Let us examine the three communities:
plotTPD(TPD = TPDc_iris, nRowCol = c(1,3))
#> Be patient, in the 2-dimensional case, plots can take some time.
#> If you think it takes too long, consider reducing the number of plots using 'whichPlot'
#> Warning: Removed 796 rows containing missing values or values outside the scale range
#> (`geom_raster()`).
#> Removed 796 rows containing missing values or values outside the scale range
#> (`geom_raster()`).
#> Removed 796 rows containing missing values or values outside the scale range
#> (`geom_raster()`).
The plots clearly reflect our expectations when we created the communities: the part of the functional space occupied by I. setosa is empty in Comm.2 and Comm.3, where that species is not present. In addition, Comm.2 and Comm.3, which share the same two species (I. versicolor and I. virginica), occupy the same part of the functional space. However, because of the different abundances of their species, the TPDc’s of these communities differ, reflecting the higher abundance of I. versicolor in Comm. 2 and of I. virginica in Comm.1.

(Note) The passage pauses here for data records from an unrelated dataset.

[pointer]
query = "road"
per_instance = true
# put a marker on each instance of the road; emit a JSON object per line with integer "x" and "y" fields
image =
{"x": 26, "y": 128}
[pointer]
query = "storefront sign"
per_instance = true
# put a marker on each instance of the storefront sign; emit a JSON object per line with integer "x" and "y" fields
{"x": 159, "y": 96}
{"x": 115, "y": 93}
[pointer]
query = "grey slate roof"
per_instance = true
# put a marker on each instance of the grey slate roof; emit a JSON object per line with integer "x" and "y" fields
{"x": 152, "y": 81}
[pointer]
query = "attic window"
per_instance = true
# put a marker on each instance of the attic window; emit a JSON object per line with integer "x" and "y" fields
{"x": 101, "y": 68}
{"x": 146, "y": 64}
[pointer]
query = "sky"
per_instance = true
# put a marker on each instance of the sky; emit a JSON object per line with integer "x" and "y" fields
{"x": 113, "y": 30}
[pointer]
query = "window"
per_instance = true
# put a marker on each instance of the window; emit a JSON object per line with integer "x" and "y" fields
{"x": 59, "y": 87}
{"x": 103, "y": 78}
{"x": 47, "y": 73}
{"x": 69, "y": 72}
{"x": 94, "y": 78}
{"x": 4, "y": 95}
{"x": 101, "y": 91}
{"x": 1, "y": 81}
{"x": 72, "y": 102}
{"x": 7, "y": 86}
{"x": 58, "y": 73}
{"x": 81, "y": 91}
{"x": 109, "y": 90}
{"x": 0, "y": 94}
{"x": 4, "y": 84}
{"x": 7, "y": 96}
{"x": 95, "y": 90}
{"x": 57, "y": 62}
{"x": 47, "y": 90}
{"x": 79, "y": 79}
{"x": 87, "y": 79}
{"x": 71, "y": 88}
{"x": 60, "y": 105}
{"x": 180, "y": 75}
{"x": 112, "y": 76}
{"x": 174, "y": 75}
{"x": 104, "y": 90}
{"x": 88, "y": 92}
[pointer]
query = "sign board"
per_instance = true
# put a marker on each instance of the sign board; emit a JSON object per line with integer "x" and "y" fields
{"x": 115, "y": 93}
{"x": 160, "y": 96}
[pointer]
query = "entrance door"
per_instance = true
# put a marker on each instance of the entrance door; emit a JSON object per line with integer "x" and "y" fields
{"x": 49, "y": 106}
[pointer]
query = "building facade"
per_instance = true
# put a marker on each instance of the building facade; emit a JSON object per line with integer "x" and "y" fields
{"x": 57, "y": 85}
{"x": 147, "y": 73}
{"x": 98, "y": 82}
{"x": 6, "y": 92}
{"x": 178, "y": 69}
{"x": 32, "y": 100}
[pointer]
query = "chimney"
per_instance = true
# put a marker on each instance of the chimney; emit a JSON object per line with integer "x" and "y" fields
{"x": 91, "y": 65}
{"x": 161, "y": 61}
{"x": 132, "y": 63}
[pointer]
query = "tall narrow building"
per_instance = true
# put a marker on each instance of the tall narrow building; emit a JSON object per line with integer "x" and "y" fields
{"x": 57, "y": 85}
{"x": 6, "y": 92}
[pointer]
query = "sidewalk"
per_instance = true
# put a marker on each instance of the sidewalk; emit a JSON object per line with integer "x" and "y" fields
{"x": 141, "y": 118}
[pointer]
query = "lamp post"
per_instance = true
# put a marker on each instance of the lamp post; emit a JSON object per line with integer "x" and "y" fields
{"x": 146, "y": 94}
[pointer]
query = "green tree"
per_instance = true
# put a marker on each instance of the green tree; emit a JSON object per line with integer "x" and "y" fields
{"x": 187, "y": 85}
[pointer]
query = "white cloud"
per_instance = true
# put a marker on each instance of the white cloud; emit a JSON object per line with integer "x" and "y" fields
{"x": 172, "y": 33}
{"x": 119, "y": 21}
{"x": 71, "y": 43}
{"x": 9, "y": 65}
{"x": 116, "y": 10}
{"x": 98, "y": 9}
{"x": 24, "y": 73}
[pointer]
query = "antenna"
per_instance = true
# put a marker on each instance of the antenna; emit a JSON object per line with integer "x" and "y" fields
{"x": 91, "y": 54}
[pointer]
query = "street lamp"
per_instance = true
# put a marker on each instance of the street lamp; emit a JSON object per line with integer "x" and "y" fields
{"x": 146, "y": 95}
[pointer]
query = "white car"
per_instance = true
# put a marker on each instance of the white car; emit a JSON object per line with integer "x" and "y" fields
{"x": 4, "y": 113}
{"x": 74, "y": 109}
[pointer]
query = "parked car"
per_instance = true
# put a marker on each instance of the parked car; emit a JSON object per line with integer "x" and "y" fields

TPDs’s and TPDc’s are powerful tools for studying the functional diversity of biological communities. The TPD package includes several functions that estimate different indices reflecting complimentary aspects of functional diversity. With the aim to help users to select for the most adequate method depending on specific questions, we divide these methods into four different categories attending to two independent criteria.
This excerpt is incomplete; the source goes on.